The only real “caveat” is the failure to exploit adaptive triggers, which could have considerably increased the caliber of the feedback offered by the gunplay, as well as the character of the different guns available to the player. Another drawback, also present in the remaining versions, is represented by the not exactly lean uploads that mark the game experience, both as regards the start of the game, as well as for what concerns the waiting times triggered by the use of elevators or means of rapid travel.

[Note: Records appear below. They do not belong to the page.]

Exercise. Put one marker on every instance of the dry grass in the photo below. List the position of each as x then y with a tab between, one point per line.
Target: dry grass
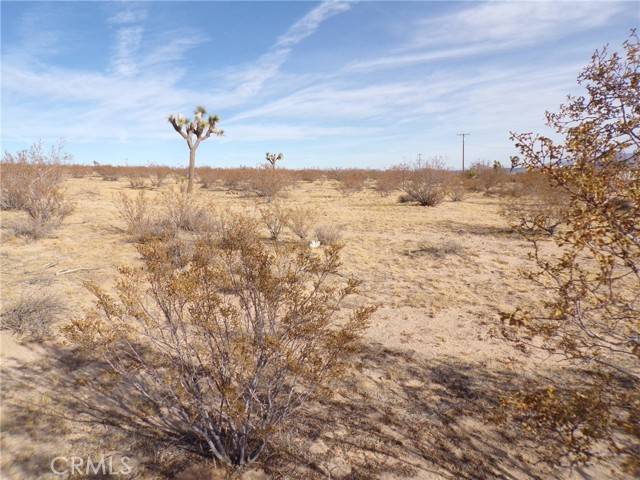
438	310
31	316
328	234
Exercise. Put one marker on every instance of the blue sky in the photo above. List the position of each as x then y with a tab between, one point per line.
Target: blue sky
332	84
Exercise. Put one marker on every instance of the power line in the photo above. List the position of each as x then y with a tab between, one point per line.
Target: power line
463	135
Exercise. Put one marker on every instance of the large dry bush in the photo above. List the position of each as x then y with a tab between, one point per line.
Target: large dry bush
175	210
300	221
108	173
350	181
142	220
184	211
389	181
425	182
31	181
32	315
590	314
486	177
536	205
217	356
268	182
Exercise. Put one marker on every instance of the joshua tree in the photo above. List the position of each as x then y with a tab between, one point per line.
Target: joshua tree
272	158
195	131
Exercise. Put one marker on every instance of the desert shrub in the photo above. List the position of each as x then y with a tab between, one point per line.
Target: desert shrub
158	175
425	182
441	249
388	181
309	174
538	206
300	221
32	316
275	217
217	357
486	176
27	170
184	211
136	181
108	173
591	309
31	181
328	234
208	177
350	181
142	221
78	171
456	190
268	182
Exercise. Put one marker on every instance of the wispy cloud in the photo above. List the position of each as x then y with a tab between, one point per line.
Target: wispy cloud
489	28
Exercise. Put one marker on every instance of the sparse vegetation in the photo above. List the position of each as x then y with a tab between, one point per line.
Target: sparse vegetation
31	316
328	234
195	131
275	217
425	182
32	182
228	348
300	221
591	313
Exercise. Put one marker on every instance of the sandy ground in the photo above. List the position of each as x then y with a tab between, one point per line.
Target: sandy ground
431	369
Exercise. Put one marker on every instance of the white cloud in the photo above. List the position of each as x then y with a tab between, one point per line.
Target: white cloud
252	78
490	27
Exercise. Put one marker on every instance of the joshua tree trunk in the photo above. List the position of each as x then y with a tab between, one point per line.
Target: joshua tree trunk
195	131
192	168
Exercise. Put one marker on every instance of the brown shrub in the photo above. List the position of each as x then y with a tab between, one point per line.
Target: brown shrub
226	349
456	190
426	182
158	175
31	181
269	182
328	234
486	177
184	211
32	316
350	180
142	221
388	181
108	173
136	182
591	310
300	221
275	217
538	206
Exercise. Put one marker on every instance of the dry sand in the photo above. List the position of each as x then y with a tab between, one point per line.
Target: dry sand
432	367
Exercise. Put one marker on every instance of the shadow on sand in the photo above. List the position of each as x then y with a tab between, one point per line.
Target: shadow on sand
397	415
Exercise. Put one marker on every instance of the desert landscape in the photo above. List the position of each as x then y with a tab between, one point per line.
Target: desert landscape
419	401
335	309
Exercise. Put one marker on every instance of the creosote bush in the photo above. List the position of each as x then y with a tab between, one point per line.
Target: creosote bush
31	181
328	234
275	217
216	356
425	182
590	315
31	316
268	181
299	221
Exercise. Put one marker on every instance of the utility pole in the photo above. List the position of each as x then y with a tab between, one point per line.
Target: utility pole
463	135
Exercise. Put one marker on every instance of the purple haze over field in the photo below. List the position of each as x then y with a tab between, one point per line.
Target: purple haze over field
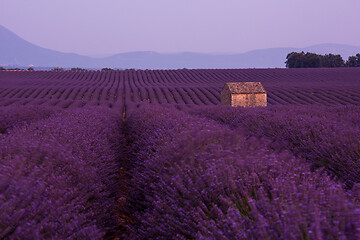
93	27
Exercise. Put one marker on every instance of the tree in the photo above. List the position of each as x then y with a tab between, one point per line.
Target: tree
313	60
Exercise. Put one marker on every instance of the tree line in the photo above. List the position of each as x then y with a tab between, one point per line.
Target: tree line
313	60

Overall, however, the adaptation work carried out by the Uppsala team it has proved more than valid confirming the evident technical capabilities of a promising studio, which we hope will be able to reach its full creative potential in the future.


The Ascent
The Ascent

Version Analyzed PlayStation 5

The Ascent is presented on PS5 with an offer substantially comparable to that of the counterpart for Xbox Series X, obviously considering the state of the game after the updates published in the months following the launch. For this reason, the latest edition of the Neon Giant title keeps intact its balance of strengths and weaknesses, the latter for the most part linked to some superficiality too much in the playful definition of the title. As usual, the most distinctive element of the proposal is represented by the support for the DualSense functionalities, exploited rather well but not completely. In fact, we would have appreciated if the developers had used the adaptive triggers to give more force to the gunplay, instead of limiting themselves to the combination of haptic feedback – integrated speaker. Net of this stumbling block, however, we can confirm the positive outcome of the adaptation work carried out by Neon Giant, authors of an excellent transposition.